Twitter is a good way to see how all types of people think. There was a montage of Robin Williams on the Emmy’s last night. There was a short improve where Robin took a scarf from a woman in the audience and started riffing. One of his riffs was him putting the scarf over his face like a burka and saying, “I’m from Iran, help me.” Well, the PC people are out, calling Williams a bigot, racist, Islamaphobe, and worse. Incredible what we have come to in this country. PC is an assault on our freedom of speech and it must be stopped.
On a positive note, Breaking Bad swept the awards as it deserved.
why is there always ONE poster on the board who feels they are right and everyone else is wrong ? and then they keep on at the very same people. i guess the saying misery loves company is very much alive and true for at least ONE poster who claims to know it all..
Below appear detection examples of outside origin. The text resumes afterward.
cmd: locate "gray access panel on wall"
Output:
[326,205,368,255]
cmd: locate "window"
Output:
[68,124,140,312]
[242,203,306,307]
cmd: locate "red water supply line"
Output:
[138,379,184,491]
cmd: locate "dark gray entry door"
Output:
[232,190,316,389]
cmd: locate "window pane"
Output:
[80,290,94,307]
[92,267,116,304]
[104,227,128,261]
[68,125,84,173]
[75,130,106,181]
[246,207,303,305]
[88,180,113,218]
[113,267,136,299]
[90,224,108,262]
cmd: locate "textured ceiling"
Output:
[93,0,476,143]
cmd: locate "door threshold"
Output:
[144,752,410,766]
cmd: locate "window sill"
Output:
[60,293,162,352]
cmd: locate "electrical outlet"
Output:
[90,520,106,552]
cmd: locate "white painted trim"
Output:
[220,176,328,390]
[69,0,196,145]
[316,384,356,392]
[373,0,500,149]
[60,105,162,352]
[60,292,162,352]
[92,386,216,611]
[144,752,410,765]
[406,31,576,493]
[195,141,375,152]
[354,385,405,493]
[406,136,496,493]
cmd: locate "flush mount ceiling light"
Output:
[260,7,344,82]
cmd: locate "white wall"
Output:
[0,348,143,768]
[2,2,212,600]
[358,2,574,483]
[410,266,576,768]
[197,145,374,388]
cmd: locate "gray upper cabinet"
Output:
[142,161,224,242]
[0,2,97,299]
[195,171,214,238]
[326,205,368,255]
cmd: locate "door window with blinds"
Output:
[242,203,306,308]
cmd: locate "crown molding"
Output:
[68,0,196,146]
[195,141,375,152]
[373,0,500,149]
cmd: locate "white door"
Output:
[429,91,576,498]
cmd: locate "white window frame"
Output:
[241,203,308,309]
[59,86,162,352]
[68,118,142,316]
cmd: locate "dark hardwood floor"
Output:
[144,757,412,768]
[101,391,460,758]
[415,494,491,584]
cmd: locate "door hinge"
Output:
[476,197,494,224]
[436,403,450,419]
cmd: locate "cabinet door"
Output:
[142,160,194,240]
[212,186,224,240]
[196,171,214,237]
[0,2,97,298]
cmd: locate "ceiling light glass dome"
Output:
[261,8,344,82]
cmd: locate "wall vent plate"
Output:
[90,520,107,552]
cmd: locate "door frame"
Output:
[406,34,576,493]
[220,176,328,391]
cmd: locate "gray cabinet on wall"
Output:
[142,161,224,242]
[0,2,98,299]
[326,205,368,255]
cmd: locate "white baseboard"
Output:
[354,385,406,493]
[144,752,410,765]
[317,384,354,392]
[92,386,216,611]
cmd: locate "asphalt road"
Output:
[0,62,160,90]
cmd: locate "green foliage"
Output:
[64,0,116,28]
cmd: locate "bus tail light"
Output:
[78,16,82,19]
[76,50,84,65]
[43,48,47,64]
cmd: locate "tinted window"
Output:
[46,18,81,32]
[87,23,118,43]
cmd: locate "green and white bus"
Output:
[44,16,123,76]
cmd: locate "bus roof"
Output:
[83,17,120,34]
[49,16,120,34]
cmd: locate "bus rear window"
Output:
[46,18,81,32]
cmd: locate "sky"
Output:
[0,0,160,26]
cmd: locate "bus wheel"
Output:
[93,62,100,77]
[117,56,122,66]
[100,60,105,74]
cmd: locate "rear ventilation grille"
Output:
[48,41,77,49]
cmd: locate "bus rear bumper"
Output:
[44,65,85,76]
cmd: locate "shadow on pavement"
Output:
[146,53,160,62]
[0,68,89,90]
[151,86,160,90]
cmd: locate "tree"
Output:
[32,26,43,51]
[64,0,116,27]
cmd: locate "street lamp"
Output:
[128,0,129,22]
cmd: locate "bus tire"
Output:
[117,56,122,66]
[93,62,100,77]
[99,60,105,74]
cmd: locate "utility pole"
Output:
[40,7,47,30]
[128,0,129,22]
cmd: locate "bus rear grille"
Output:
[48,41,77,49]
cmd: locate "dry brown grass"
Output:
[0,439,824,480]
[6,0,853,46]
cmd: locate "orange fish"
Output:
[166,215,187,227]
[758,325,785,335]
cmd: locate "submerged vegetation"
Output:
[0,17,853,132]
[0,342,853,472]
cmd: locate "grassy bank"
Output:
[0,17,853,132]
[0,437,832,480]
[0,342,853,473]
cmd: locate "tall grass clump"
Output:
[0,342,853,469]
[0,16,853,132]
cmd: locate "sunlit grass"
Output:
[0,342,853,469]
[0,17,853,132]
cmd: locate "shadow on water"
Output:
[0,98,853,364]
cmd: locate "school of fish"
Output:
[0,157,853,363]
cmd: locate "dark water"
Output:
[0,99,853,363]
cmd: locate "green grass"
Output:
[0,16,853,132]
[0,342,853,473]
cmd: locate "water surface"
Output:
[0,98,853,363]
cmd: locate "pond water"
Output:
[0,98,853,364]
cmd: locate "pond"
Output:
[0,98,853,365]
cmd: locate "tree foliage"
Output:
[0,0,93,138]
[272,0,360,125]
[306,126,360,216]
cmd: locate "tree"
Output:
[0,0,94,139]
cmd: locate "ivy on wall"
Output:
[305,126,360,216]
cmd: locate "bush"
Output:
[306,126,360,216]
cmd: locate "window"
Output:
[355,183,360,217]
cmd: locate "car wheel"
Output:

as for the sign the owner should have told her to pull her flipping burka above her eyes when passing by. the sign seeing as how thanks to sharia law women shouldnt know how to read anyway. something tells me this is a set up. if you listen to the fanatics women arent allowed to be out alone, speak to any men outside of family, and this is the first time in 47 yrs ive heard of a vegan muslim. something smells with this whole story. and it isnt the bacon
Sorry- I hit the wrong button. I should have posted this YouTube 30 second television commercial:
“It’s Beggin Time” commerical- Purina Dog Food Beggin Strips:
http://youtu.be/Ug_iluxQ1IQ
It’s Beggin Time commerical- Ourina Beggin Strips:
https://www.google.com/url?sa=t&rct=j&q=&esrc=s&source=video&cd=3&cad=rja&uact=8&ved=0CCMQtwIwAg&url=http%3A%2F%2Fwww.sportingnews.com%2Fnfl%2Fstory%2F2014-08-23%2Fmichael-sam-sacks-johnny-manziel-nfl-preseason-openly-gay-johnny-football-video-vine&ei=Dt_7U_urMq7gsATMrIHwBg&usg=AFQjCNFkcXAnKoBuTDcCVNlomlvCB_SZUQ
Its not fried chicken daddy, its Shake N Bake. Now. Here is the deal I would cut with the Muslim itchBay who does not want my restaurant to serve bacon or put bacon on a sign. When she arrives at the restaurant she must have the head scarf on the top of the head and the veil across the ugly puss. We will seat here at a Muslim table and have a waiter dressed like an Imam wait on her and her husband. We will feed them raw snake. They can drink what they want. But if the ugly itchBay takes off the veil then she has to go out.
Nick,
You’d do well to pay more attention to yourself, rather than endlessly berating and criticizing others. Good Catholic that you are, I’d think that you’d have taken to heart that old mote/beam thingy:
http://en.wikipedia.org/wiki/The_Mote_and_the_Beam
http://1.bp.blogspot.com/-OWzLlXBnY1g/TXZNMovSxbI/AAAAAAAAASI/ptX7bJ6Ev24/s400/Pot%2BStir%2B2.jpg
At least I got the topic away from guns. It’s like heeding cats. MikeA made the thoughtful and bold comment here. It deserves some discussion. MikeA is an intellectually honest progressive. Some of you folks should ask him questions and take notes. Your lack of depth and curiosity is depressing.